200 pages, softcover ISBN: 0896087271
Yes, revolution is in the air.
I actually read this book a couple of months ago. I've since then passed it on using PaperBackSwap.com. So I don't have it in front of me, but I think I can remember a couple of points and share them because as I'm looking at different situations around the world I feel that Arundhati Roy's analysis is spot on.
The book is a collection of speeches she's made. They're easy reading, and she's very good with the rhetorical thrusts against her targets.
My lessons from this collection:
- Political democracy is no longer a guarantor of the masses' rights because transnational, corporate interests and their local oligarchical allies have become too adept at manipulation of the political apparatus and its buttresses such as intelligence services and media.
- Corporations and their local allies deliberately create ethnic and religious tensions to divert people from solidarity based on class interests.

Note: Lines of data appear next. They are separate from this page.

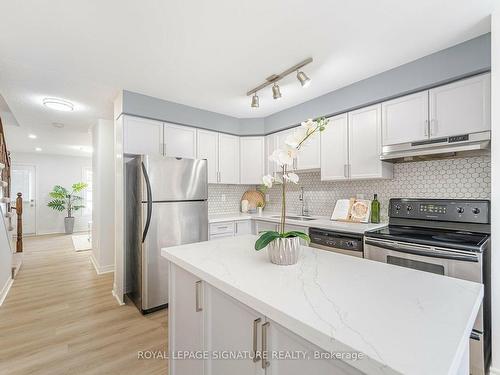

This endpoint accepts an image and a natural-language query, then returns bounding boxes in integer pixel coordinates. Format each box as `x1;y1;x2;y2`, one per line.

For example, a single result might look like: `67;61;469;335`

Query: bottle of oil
371;194;380;224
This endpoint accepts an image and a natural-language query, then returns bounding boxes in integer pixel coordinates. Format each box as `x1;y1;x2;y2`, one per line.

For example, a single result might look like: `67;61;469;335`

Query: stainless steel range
364;199;491;374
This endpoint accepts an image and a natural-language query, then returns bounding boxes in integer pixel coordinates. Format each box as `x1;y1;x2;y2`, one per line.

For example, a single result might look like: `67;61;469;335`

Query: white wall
12;152;92;234
92;120;115;273
490;6;500;374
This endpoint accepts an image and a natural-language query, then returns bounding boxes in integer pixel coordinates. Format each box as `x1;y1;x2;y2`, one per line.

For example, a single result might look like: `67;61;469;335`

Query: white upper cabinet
348;104;392;179
264;134;278;175
219;134;240;184
163;123;196;159
429;74;491;138
382;91;429;146
196;129;219;184
123;116;163;155
297;127;321;170
320;113;349;181
240;137;265;185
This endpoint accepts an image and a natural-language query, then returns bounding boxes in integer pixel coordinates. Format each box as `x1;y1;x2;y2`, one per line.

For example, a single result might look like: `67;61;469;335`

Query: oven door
364;237;483;332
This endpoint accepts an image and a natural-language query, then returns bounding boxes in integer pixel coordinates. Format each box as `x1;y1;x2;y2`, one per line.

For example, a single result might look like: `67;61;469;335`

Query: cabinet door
234;220;252;236
320;113;349;181
196;129;219;184
382;91;429;146
297;126;321;170
168;263;205;375
254;220;278;235
240;137;264;185
264;134;278;176
349;104;392;179
429;74;491;138
204;285;264;375
123;116;163;155
219;134;240;184
262;320;362;375
276;129;297;172
163;123;196;159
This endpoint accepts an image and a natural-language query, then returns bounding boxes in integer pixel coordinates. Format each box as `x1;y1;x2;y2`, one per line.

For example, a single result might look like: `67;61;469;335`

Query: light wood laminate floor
0;235;167;375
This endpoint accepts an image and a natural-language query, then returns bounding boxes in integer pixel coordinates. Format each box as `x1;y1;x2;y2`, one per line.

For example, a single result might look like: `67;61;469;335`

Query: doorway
11;164;37;235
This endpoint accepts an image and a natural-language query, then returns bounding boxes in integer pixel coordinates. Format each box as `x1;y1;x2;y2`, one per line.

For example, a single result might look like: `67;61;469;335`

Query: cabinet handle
261;322;270;369
194;280;203;312
252;318;262;362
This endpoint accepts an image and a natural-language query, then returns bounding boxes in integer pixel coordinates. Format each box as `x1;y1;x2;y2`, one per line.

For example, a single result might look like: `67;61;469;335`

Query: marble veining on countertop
162;235;483;375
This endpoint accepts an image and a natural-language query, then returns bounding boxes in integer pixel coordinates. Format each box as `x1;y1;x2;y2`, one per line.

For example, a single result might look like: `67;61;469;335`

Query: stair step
12;253;23;279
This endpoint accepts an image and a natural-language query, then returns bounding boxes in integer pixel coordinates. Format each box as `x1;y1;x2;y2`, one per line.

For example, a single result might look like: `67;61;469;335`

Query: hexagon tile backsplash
209;156;491;220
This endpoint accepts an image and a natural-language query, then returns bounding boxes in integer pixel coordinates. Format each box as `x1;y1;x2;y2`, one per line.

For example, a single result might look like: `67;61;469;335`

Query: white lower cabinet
168;263;205;375
168;263;360;375
262;319;361;375
204;285;265;375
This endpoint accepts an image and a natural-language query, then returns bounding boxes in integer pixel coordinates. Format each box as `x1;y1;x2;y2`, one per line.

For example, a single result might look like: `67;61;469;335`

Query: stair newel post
16;193;23;253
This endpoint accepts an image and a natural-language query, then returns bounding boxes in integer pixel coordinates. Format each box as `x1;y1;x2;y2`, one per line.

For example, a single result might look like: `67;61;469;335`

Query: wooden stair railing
0;118;23;253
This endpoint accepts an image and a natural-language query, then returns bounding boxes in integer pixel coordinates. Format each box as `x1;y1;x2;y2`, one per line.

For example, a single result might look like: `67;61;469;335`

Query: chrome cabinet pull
261;322;270;369
252;318;262;362
194;280;203;312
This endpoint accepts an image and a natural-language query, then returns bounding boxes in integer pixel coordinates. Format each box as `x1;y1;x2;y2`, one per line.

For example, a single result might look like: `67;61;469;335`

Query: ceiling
0;0;494;156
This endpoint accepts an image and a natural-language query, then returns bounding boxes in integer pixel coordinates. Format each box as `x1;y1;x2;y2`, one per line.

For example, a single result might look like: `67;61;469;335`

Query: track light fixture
247;57;312;108
273;82;281;100
297;70;311;87
252;93;259;108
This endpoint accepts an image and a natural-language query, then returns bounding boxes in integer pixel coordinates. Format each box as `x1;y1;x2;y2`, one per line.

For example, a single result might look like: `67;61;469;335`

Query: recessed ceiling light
43;98;75;112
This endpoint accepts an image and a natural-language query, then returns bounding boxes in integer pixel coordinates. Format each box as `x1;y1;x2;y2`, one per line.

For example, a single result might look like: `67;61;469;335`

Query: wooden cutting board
241;190;266;209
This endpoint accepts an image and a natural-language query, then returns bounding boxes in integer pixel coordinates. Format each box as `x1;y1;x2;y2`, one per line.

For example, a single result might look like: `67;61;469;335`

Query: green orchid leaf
255;231;280;251
281;231;311;243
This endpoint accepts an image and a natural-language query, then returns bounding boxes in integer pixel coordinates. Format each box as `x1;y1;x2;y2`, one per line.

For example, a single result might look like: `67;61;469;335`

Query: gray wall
119;33;491;135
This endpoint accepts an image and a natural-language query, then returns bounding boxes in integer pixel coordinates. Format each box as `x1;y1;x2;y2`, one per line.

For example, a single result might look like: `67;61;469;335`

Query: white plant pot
267;237;300;266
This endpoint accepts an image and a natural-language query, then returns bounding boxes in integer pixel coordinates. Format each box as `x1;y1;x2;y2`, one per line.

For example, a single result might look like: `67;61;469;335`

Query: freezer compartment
138;201;208;310
139;155;208;202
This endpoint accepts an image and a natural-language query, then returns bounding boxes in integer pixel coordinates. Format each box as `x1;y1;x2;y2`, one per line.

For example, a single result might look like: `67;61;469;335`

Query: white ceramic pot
267;237;300;266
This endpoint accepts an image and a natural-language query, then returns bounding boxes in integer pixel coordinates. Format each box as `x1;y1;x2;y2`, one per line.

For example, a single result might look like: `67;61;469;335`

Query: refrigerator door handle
141;163;153;243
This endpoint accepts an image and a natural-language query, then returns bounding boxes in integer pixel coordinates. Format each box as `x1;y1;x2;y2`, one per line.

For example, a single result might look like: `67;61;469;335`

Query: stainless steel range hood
380;131;491;162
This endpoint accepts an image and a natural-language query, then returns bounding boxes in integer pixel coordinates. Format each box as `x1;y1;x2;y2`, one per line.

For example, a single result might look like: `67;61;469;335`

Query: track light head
252;93;259;108
297;70;311;87
273;82;281;99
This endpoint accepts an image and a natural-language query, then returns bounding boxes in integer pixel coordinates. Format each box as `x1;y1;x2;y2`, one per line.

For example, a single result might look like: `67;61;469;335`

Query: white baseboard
490;366;500;375
111;286;125;306
0;277;14;306
90;253;115;275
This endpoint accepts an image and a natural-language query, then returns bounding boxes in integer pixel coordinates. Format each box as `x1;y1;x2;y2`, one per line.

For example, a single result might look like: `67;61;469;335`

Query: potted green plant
47;182;87;234
255;117;328;265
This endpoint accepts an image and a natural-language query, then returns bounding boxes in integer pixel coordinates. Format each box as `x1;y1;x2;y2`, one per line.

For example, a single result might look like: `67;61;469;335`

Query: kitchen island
162;235;483;375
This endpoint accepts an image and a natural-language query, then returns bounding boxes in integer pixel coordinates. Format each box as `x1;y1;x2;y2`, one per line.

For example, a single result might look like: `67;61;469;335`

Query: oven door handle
365;239;478;263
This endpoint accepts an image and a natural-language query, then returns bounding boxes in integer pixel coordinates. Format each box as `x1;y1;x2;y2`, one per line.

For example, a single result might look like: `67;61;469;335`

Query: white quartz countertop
208;212;387;234
162;235;483;375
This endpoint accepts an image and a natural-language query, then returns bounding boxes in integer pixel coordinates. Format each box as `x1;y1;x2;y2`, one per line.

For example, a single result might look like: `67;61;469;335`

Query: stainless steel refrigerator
125;155;208;314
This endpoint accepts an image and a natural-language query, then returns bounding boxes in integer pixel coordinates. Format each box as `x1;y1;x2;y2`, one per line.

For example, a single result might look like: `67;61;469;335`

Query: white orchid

The example Professor Arundhati uses is India's Hindutva movements.
- Solidarity must become transnational in scope and global in outlook (an unedited version which I like better) to have a chance of restraining corporations and their local representative elites.
Similarly, as much as I think a Kurdistan in Northern Iraq is a terrible development, I can understand why Kurds want an independent state.
So I urge Muslims in North America to read this book to understand that until we join others in a more universal, more global perspective on rights beyond our limited "these people are like me, I should support them" reflex response, we're not going to be effective.